If I ever win the privilege of travelling back in time to a date and location of my choice, I want to spend a day observing the original editors of the Hebrew Bible at their remarkable task. Whoever they were and whenever they met, (I’d have difficulty giving the time-cab pilot clear instructions) they were people of extraordinary courage.
They could have said ‘No way!’ and left out the Book of Job which challenges God’s justice, offering no clear answers. They could have said ‘Impolitic, the Assyrians and Babylonians and Greeks are too busy attacking us already!’ and omitted the piercingly self-critical prophecies of Amos and Jeremiah. They could have said ‘Definitely not!’ and consigned Kohelet’s relentless questioning to the undiscovered dustbin of history’s lost masterpieces.
They did no such thing. Instead, they put the most difficult issues right in the heart of the sacred canon, making it everyone’s contemporary for all time, whatever the issues he, she, the entire community, or humanity itself has to face.
It’s customary to read Kohelet (Ecclesiastes) on the Sabbath in the middle of Succot, – that is, tomorrow. Who he was, when he was, and the bottom line of what he actually meant, – these questions remain open to perennial debate.
But one thing is certain. The author was ardent in the relentless pursuit of truth:
I gave my heart to seek and search out by wisdom (1:13)
Unlike so many protected by privilege, he did not hide behind the walls of the castles and gardens he built with such profligacy:
Behold the tears of the oppressed; they have no comforter; and on the side of their oppressors is power (4:10)
Most radically of all, he refused all easy answers, questioning whether life has any enduring meaning whatsoever:
Vanity of vanities, says Kohelet; vanity of vanities, all is vanity. (1:2)

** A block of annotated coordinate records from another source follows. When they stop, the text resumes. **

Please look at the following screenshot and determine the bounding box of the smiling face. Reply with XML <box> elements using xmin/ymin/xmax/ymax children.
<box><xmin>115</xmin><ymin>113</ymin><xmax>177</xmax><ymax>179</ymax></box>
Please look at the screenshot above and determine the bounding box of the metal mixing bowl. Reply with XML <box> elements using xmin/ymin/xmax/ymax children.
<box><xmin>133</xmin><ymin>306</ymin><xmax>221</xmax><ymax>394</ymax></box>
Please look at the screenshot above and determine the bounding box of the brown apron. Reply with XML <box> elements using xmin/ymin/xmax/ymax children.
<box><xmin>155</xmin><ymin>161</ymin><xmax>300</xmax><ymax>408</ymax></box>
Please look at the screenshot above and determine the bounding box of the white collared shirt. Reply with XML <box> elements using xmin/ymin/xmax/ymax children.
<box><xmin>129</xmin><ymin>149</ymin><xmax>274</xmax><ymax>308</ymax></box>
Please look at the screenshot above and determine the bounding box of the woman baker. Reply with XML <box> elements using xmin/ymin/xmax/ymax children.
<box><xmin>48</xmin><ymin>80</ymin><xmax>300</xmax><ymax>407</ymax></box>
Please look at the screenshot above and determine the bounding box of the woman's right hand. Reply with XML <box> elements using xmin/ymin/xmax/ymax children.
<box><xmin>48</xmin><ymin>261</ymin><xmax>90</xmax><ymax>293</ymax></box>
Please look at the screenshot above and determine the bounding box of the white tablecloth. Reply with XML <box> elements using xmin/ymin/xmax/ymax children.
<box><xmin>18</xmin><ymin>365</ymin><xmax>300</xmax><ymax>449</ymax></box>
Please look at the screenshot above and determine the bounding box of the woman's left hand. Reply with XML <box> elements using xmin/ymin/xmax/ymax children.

This is, in effect, the strap-line of the book; it’s tantamount to testing every insight by multiplying it by zero and puzzling over the results. He refuses to be fooled.
These courageous qualities of Kohelet struck me forcibly this week for their sharply contemporary message, on two counts.
The first is the decision, taken by vote by UNESCO’s 58-member executive, that there is no ancient and integral relationship between Judaism and the Temple Mount. A fact doesn’t cease to be a fact because a wilfully ignorant group prefers it to be a fiction. The vote is by no means a unique occurrence; it is symptomatic of a civilizational drift away from empiricism towards mythology. It is a sign of the frightening reality that what matters today is all too often not what is, but in whose story it gets wrapped up.
The second is the 50th commemoration of the Aberfan disaster. I remember vividly the day when the huge coal-tip buried alive 116 children and 28 adults. Horror, grief and pity gripped the nation. What I didn’t know then was the slow and laborious manner in which the truth had to be dragged out of the National Coal Board that such a disaster could, and should, have been foreseen. Nor was I aware that the funds to remove the remaining pile of slag, and others like it, which terrified the surviving children were partly taken from the very moneys raised to support the victims, and that it was decades before they were repaid.
Should truth and responsibility cease to matter, lies and injustice will rule. When anyone with sufficient courage tries to call them to account, they will hide behind the virtually impenetrable barriers of fiction and unaccountability.
Therefore, let the voice of Kohelet speak out, probing, questioning, challenging and fearless for the truth.